Oh of course, but thats why Scala has different abstractions for this. For example I strongly believe that case class should be final (and we can go even further if possible), but if you are using class’s you are already implying that you are coding in the Java/OOP style.

At least in non trivial applications, its definitely not rare (from my experience).

That’s just plain not true – you really should stop casually asserting it. Java/OOP style is fundamentally mutable in nature, and there are plenty of us who use classes for other purposes…

7 Likes

I have worked on Kotlin where classes are final by default. If you are going to mock your classes, you end up opening them all.

2 Likes

Inheritance is not particularly unsafe when applied to a carefully-designed API that is intended for it. (E.g. pretty much anything that supplies a default implementation for a visitor pattern.)

But I agree with your characterization for the (seemingly?) most common style used in Scala.

Note that lack of a MyType poses a considerably larger safety (and usability) barrier for the most common style than does allowing open inheritance by default. Dropping sealed here and there really doesn’t impede reading very much. Dropping [A <: Foo[A]] { self: A => all over the place is a lot more awkward, a lot harder to understand for novice/intermediate users (and it isn’t even perfectly safe). People don’t extend immutable stuff because it doesn’t work anyway–you learn this pretty fast, though, yeah, it would be nicer as a new user if you didn’t have to (and nicer as a library author if it was just taken care of, not something you had to do explicitly).

So I sort of technically agree, but I don’t think on the scale of things it’s worth the likely disruption.
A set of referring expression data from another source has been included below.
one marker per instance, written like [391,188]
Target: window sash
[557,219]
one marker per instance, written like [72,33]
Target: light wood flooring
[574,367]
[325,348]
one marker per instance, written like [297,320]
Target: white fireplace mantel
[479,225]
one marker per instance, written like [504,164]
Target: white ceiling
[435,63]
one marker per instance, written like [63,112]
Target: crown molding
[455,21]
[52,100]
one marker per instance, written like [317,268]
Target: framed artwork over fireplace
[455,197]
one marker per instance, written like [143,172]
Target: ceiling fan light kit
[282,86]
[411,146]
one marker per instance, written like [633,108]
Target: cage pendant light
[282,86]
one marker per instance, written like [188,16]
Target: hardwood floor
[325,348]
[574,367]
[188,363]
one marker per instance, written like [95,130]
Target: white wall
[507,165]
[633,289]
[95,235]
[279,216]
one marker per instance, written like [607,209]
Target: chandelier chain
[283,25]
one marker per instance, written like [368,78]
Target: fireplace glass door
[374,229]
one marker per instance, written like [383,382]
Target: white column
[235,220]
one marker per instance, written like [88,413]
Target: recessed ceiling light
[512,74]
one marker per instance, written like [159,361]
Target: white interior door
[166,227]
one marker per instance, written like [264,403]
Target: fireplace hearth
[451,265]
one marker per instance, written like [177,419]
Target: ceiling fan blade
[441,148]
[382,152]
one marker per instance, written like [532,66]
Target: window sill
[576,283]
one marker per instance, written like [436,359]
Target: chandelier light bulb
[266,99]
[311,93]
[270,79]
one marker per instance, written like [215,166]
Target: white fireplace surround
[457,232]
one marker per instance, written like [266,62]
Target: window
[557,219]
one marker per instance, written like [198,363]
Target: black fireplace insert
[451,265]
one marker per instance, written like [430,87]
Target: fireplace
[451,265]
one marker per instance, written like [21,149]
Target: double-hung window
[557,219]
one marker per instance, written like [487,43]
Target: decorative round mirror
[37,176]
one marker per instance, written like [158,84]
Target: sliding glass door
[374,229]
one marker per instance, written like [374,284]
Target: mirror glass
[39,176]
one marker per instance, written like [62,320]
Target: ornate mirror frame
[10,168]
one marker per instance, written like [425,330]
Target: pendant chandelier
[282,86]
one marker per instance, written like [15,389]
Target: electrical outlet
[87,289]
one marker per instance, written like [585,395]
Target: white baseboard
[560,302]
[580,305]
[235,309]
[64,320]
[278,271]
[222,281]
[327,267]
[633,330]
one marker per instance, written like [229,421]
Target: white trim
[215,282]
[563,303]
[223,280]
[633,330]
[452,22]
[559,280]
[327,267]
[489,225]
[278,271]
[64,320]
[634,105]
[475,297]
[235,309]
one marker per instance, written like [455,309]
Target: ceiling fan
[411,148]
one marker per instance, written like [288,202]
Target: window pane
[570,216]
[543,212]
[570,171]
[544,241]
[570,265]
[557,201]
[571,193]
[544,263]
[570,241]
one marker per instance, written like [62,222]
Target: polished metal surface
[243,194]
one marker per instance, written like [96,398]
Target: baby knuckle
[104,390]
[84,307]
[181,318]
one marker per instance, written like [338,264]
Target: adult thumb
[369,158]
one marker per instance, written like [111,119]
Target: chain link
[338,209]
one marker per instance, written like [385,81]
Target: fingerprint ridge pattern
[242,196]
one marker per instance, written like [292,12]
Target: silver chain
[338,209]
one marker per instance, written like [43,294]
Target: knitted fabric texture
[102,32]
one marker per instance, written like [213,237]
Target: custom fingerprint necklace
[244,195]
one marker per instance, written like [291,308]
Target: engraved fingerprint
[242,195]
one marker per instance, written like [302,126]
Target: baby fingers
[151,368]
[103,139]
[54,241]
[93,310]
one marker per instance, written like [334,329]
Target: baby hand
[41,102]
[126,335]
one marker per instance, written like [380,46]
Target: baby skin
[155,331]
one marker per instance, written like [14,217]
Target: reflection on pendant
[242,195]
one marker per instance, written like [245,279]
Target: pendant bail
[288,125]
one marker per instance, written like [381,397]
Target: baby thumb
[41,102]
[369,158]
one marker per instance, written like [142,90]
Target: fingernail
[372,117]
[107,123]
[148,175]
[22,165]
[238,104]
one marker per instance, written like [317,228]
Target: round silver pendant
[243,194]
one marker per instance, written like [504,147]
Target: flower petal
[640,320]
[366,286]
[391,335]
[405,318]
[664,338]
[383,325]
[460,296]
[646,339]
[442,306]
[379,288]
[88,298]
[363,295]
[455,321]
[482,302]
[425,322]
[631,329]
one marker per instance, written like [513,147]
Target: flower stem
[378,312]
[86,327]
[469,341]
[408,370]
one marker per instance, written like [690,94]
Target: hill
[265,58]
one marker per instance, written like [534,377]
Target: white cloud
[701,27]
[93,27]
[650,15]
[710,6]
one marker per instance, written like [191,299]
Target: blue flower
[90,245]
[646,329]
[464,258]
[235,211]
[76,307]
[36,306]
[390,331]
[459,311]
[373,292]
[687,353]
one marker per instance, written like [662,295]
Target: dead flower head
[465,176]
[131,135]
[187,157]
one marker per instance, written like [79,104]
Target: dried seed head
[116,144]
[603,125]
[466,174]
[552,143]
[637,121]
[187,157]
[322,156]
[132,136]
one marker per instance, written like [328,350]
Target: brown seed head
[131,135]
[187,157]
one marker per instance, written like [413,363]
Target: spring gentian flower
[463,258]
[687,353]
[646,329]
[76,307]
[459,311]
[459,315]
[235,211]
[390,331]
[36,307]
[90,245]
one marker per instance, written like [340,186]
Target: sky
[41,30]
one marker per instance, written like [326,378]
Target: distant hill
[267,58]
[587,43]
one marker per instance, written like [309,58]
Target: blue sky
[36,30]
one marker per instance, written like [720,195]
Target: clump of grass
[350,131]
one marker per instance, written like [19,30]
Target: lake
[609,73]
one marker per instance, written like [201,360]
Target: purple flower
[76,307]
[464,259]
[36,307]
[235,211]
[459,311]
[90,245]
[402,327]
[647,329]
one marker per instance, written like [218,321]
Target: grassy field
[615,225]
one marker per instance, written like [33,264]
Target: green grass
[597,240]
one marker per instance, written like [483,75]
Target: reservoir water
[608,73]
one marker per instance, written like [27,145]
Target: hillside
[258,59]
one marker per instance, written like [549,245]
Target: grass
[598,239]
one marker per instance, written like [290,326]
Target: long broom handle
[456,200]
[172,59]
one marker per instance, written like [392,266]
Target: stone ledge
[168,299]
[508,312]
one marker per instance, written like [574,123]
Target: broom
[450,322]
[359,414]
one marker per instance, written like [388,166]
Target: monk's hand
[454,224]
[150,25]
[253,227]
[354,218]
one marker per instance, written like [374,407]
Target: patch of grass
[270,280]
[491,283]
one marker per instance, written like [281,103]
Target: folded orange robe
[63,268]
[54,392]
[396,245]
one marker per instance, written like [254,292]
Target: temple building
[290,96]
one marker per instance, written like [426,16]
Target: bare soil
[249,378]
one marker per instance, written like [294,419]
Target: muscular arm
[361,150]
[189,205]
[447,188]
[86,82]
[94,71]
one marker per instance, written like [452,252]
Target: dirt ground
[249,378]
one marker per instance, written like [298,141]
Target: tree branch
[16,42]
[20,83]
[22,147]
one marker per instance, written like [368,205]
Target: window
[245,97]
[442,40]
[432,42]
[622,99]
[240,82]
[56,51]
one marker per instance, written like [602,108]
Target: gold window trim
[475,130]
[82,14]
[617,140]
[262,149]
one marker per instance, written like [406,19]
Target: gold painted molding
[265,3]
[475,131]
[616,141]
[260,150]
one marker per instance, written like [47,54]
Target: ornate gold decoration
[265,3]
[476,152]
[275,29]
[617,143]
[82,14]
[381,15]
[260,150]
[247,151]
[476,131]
And I think the disruption would be substantial: library X recompiles successfully for the new version, changing something from innocuously inheritable to not inheritable, and some fraction of downstream users’ code ends up completely broken, requiring a major investment of manpower to fix (fork library, or submit PRs and discussion, at which point there are probably bincompat issues as well, or refactor code to (try to) work around the issue).

2 Likes

This saves a developer from writing one word. From the other side it makes class’s properties more difficult to track.